In Kürze

Plötzlich Rationierung

Das Gesundheitswesen bereitet sich auf harte Entscheidungen vor

Mangelerfahrungen sind im deutschen Gesundheitswesen bisher die Ausnahme. Rationierung, die Zuteilung nur beschränkt vorhandener Güter, erfahren bisher vor allem jene Menschen, die auf der Warteliste für ein neues Herz oder eine neue Niere stehen. Jetzt ist die gesamte Bevölkerung mit einer drohenden Unterversorgung konfrontiert.

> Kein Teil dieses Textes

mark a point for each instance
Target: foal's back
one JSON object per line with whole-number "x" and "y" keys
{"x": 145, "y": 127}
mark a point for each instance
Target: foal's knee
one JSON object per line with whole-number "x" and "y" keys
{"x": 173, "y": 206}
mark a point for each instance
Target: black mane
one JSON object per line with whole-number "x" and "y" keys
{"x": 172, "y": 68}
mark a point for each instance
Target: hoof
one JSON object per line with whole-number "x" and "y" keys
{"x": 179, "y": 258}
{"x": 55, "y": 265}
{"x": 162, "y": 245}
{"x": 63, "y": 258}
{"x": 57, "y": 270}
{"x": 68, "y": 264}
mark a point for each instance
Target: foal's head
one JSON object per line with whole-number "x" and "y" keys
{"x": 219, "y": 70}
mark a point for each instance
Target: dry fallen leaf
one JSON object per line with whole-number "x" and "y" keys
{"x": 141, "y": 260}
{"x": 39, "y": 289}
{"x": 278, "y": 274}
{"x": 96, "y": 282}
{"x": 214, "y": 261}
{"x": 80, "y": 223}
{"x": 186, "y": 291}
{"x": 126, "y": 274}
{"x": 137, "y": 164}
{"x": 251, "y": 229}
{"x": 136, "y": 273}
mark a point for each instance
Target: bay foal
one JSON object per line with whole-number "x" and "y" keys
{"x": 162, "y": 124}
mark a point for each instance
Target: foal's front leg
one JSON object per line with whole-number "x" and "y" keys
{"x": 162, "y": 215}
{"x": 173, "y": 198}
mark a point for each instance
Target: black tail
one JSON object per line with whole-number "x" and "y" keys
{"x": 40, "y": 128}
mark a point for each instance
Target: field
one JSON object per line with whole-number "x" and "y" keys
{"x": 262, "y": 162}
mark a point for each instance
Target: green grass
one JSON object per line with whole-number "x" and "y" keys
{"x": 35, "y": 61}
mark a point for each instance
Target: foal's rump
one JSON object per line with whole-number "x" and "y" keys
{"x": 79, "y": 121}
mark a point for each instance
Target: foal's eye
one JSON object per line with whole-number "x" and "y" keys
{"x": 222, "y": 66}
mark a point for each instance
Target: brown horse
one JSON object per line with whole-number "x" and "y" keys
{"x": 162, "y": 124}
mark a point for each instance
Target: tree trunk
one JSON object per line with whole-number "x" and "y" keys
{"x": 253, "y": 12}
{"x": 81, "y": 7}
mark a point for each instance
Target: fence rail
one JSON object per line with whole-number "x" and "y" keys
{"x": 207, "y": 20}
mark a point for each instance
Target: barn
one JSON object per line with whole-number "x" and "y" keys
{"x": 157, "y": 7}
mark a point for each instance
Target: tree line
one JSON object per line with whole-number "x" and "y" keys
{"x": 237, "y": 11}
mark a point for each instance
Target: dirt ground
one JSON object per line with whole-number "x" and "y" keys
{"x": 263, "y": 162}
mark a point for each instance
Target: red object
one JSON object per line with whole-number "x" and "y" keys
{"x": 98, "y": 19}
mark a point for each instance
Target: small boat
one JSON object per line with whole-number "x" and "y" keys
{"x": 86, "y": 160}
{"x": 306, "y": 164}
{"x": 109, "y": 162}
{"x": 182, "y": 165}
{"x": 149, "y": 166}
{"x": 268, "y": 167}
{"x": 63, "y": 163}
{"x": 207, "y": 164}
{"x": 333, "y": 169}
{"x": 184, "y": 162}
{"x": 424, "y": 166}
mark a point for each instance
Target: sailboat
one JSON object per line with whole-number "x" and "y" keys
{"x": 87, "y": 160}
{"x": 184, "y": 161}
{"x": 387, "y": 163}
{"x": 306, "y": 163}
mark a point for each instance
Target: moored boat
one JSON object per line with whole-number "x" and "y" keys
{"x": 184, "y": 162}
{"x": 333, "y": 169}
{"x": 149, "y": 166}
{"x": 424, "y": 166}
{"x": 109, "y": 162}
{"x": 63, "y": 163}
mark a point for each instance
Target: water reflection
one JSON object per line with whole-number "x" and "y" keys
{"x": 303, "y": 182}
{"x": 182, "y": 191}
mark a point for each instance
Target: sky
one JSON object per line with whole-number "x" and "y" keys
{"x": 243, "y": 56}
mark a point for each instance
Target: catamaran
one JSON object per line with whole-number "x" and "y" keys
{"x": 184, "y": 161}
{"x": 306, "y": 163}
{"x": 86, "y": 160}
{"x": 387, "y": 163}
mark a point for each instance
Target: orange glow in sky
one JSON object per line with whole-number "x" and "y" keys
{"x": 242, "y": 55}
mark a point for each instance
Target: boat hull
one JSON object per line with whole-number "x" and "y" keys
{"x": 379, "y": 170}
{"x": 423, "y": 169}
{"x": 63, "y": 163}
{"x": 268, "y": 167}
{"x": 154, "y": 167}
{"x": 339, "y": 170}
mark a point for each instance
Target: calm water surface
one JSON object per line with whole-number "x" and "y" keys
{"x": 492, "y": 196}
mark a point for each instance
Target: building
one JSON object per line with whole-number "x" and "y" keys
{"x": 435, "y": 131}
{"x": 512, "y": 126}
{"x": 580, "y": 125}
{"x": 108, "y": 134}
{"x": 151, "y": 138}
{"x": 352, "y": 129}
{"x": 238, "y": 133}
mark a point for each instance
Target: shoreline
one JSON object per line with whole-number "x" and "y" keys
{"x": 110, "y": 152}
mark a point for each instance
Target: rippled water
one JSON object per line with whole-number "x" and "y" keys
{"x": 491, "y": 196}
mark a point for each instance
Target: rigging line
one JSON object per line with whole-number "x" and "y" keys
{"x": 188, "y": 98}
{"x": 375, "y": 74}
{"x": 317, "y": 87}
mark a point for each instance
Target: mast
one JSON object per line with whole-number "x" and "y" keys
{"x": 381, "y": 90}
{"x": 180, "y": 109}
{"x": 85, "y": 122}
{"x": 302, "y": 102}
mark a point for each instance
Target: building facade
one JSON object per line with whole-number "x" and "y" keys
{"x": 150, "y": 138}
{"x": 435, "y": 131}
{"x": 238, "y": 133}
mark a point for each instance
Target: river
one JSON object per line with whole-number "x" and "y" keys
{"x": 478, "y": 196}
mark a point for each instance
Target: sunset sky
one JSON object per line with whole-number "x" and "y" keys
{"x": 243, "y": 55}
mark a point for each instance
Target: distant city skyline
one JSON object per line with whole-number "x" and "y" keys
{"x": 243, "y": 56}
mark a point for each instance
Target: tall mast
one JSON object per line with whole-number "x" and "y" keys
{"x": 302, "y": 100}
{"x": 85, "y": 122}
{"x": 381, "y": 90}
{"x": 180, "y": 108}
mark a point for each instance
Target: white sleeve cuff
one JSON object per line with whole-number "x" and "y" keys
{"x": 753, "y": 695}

Die bangen Fragen, die alle umtreiben: Werden die Intensivbetten ausreichen? Haben wir genügend Beatmungsgeräte? Und wie steht es mit den Ärztinnen und Ärzten sowie den Pflegekräften – können sie die steigenden Patientenzahlen bewältigen? Mit Blick auf die Bilder und Berichte aus Italien geht es außerdem um eine Frage, die bisher ein Tabu darstellt: Wer wird behandelt und wer nicht? Wer muss sterben?

Priorisierung nach Alter oder Erfolgsaussicht?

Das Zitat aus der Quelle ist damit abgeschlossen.